Hey, thanks again Nate. You always give a good answer. I'd been looking at the Pertronics, and then saw the HEI comments and wanted to explore both. I was pretty sure I'm gonna' go with the Pertronics, as I've read a lot of good stuff about them, including your info about matching the coil, and polarity. I'm a retired electrician, so that stuff makes sense to me as well. I've got a ways to go before I'm close to runnin' the engine again, so I'll wait to order the ignition upgrade so as not to waste any warranty time, if I can. Haven't worked on the truck but once since I got her here in mid January, as I've promised my Wife I'd build a fence first... musn't renig on a promise.
Go pertronix and use their coil. It is black and if you face the label toward the engine, no one knows it isn't stock. This is what I used on the 53.

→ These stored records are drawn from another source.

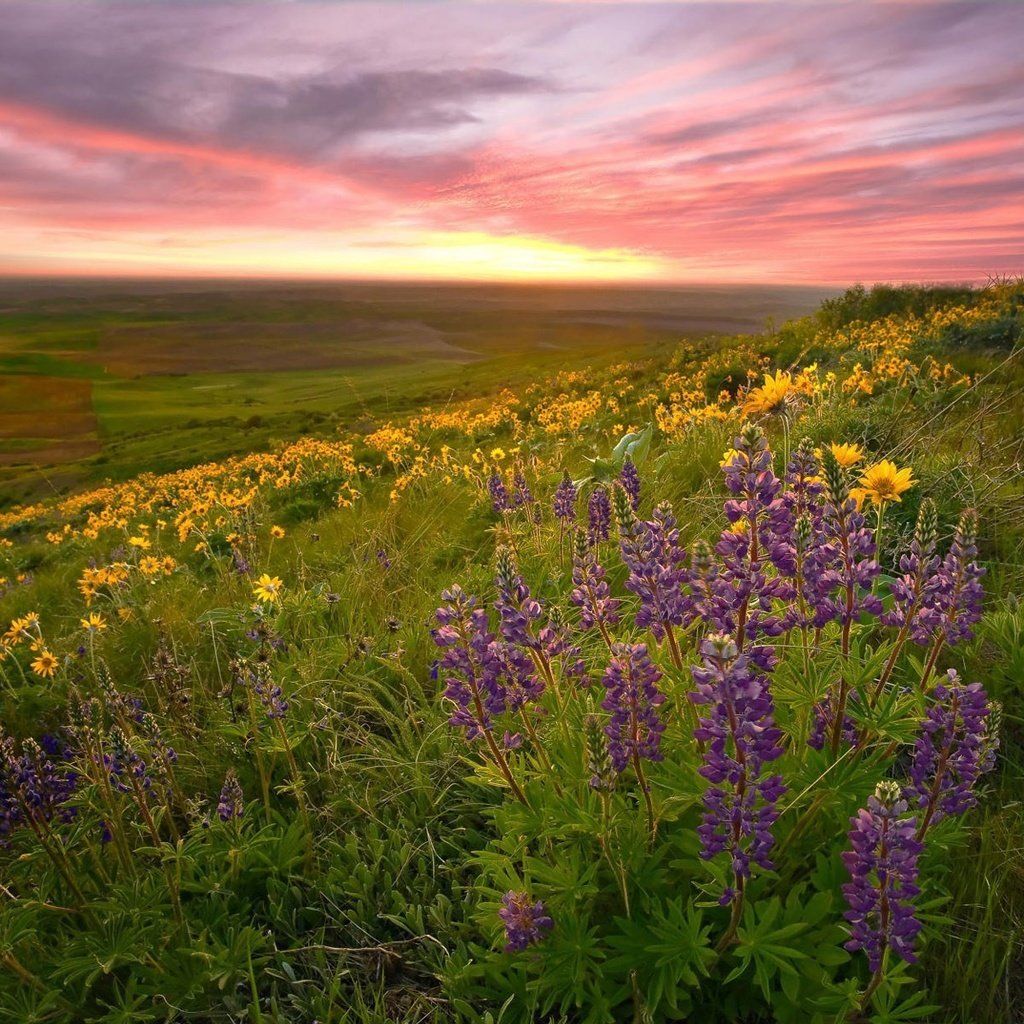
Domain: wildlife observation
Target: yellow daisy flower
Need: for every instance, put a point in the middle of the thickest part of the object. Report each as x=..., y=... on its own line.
x=94, y=623
x=268, y=588
x=45, y=665
x=885, y=482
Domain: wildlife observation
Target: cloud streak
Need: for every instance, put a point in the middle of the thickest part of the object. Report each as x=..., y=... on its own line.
x=782, y=142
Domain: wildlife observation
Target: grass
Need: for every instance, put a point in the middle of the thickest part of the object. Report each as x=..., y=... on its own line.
x=363, y=881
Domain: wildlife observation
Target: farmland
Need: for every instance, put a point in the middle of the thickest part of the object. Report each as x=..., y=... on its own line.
x=521, y=654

Confession I bought the Pertronix coil and electronic ignition, but fried it out of the box. Not because I didn't read the instructions, but if'n I remember correctly, the wiring to my starter and coil was not the way it was pictured and described. I thought I installed it per the Pertronix instructions and got no spark/start. Then tried it the way I was previously wired and up in smoke went the ignitor. It wasn't very pretty watching that $100 dollar bill go up in smoke. IIRC there was a little confusion between what the coil wiring instructions said and the ignitor wiring said as well. I'm still using the coil, but the ignitor is toast. Russ - Did you happen to take any photos of the way you had the '53 wired up?
Bummer , That @ lunchtime I went out to my '69 C/10 , pressed the gas once and turned the key in the cold damp air (it's raining in L.A. again) and it cranked , belched a large cloud of blue & black smoke & fired right up , didn't miss a beat .

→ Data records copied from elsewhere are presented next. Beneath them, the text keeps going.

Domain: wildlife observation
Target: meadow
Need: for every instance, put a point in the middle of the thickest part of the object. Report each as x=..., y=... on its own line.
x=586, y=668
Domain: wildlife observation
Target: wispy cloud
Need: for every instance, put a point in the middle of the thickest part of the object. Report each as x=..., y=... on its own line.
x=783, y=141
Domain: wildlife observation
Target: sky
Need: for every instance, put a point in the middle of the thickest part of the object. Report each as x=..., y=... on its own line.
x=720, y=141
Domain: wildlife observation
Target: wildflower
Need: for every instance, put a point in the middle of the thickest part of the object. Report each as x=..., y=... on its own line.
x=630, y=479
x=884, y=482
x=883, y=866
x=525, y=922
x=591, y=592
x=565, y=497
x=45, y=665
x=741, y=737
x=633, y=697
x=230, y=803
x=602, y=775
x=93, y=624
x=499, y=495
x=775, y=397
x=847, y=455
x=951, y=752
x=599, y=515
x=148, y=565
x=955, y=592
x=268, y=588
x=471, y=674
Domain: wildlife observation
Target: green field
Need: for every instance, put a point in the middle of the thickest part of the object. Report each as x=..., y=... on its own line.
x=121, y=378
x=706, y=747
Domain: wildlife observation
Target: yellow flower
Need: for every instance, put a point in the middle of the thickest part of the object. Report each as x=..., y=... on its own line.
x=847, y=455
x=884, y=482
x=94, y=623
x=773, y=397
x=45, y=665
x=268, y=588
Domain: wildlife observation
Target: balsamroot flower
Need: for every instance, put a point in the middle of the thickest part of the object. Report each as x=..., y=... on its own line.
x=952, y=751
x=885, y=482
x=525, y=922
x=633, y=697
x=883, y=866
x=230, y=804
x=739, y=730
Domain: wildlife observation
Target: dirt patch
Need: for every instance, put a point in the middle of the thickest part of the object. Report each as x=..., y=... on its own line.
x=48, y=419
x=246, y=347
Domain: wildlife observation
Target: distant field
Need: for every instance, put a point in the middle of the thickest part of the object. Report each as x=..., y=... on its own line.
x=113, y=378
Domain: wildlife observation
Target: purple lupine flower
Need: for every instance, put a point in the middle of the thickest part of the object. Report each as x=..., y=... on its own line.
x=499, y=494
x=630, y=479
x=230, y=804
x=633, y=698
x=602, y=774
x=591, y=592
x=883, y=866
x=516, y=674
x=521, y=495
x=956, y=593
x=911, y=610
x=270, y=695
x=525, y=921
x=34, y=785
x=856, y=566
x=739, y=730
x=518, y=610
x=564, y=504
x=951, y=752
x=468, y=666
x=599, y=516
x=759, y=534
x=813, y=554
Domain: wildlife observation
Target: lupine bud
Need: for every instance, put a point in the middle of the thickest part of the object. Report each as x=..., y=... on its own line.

I'm extremely happy with my HEI also. I started the '51 to warm up before I left for work this morning. When it was time to leave, I noticed that there was not even one little dribble of black in the snow under the tail pipes. Perfectly clean. That made me quite happy.
If I remember correctly... The HEI from the old Iron Duke 153 may also be an option for the newer inlines - at least on the 250. just user a 6 cyl cap. I put one on My 71way back when it was alive... It was the best mod I did to that truck. Of course, since most of the vehicles with an Iron Duke were pretty much disposable, they are prolly harder to find than an inline 6 Bob
Don't think that would do the job, at least not without changing out the four pointed "star wheel" (my words, I don't know the real name) for a six point star wheel.